Why Be Part of this Witherspoon and Nassau Effort?
As a Black woman who is closer to 70 than 17, I have spent many years as the only Black or one of a few in academic and work settings. I have been the example, the representative who is asked to speak up about my race and what Blacks think and do in a given situation. It is at Church, at Witherspoon Street Presbyterian Church, where I am in the majority. I don’t get those questions or looks or have those expectations placed upon me.
Because Witherspoon and Nassau have worked together over many years on racial and social justice, I believe something significant could emerge. I felt called to do something about Matthew 25, notably Dismantling Systemic Racism. I liked that our effort was lay-led, not top-down. With five Witherspoon and five Nassau people, we could meet and talk about George Floyd’s murder, Housing and Health Disparities, Policing the Police, Voter Suppression, and even Restorative Justice and Reparations. We could also turn Talk into Actions. We could educate ourselves on how these matters are playing out locally in Princeton, NJ – Mercer County, and across the US, but also within organizations and places in which we work and participate.
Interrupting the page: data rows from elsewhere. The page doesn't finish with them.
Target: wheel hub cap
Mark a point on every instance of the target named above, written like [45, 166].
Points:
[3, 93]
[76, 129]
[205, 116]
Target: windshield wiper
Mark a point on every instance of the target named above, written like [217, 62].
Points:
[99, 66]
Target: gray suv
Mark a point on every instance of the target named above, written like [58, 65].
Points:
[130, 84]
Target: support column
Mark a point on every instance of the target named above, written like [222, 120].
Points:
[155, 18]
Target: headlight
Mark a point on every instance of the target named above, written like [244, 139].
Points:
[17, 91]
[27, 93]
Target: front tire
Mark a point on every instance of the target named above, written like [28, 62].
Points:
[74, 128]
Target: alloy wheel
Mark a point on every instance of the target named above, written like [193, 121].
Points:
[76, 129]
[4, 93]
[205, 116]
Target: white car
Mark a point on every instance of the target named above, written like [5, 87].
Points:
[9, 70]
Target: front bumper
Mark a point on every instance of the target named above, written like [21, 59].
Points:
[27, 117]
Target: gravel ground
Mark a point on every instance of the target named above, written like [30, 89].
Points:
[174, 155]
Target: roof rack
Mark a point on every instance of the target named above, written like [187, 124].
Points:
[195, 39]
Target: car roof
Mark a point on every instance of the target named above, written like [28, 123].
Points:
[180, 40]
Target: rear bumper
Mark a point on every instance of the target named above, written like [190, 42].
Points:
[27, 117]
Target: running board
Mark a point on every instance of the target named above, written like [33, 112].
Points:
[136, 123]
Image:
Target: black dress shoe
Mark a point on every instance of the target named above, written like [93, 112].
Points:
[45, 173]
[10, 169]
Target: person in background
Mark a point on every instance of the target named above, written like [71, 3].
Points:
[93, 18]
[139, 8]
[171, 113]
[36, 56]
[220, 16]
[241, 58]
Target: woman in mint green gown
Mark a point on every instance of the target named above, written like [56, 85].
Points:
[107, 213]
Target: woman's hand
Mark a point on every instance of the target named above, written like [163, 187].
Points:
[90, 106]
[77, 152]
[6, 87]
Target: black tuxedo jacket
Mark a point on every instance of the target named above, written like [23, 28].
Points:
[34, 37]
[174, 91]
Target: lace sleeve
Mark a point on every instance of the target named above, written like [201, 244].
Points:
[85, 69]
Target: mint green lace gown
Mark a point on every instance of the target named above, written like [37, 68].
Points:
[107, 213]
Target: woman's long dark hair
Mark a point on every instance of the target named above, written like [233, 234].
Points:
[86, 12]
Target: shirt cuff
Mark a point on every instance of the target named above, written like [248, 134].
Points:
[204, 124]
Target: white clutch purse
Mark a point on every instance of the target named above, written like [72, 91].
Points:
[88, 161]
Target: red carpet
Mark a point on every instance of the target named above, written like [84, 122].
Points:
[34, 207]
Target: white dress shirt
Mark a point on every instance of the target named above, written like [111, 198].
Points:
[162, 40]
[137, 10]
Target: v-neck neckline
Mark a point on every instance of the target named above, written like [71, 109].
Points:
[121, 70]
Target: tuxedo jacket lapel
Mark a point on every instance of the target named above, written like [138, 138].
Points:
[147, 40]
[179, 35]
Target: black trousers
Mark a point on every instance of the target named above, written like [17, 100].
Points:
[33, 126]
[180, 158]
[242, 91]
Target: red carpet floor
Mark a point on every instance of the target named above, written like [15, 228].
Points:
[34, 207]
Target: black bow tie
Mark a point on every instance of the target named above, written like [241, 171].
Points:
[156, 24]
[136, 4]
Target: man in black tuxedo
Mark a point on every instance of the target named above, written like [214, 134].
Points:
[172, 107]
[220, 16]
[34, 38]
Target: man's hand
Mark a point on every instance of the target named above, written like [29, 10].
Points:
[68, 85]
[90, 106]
Have I not commanded you? Be strong and courageous. Do not be afraid; do not be discouraged, for the LORD your God will be with you wherever you go.
After meeting and hearing different perspectives, many of my attitudes were changed -- my spiritual and racial justice journey is being transformed. I have gained deeper relationships with Nassau people whom, heretofore, I had worked with on committees or worshipped with. Now we are in a place where bending the moral arc with one or two initiatives is well within our grasp.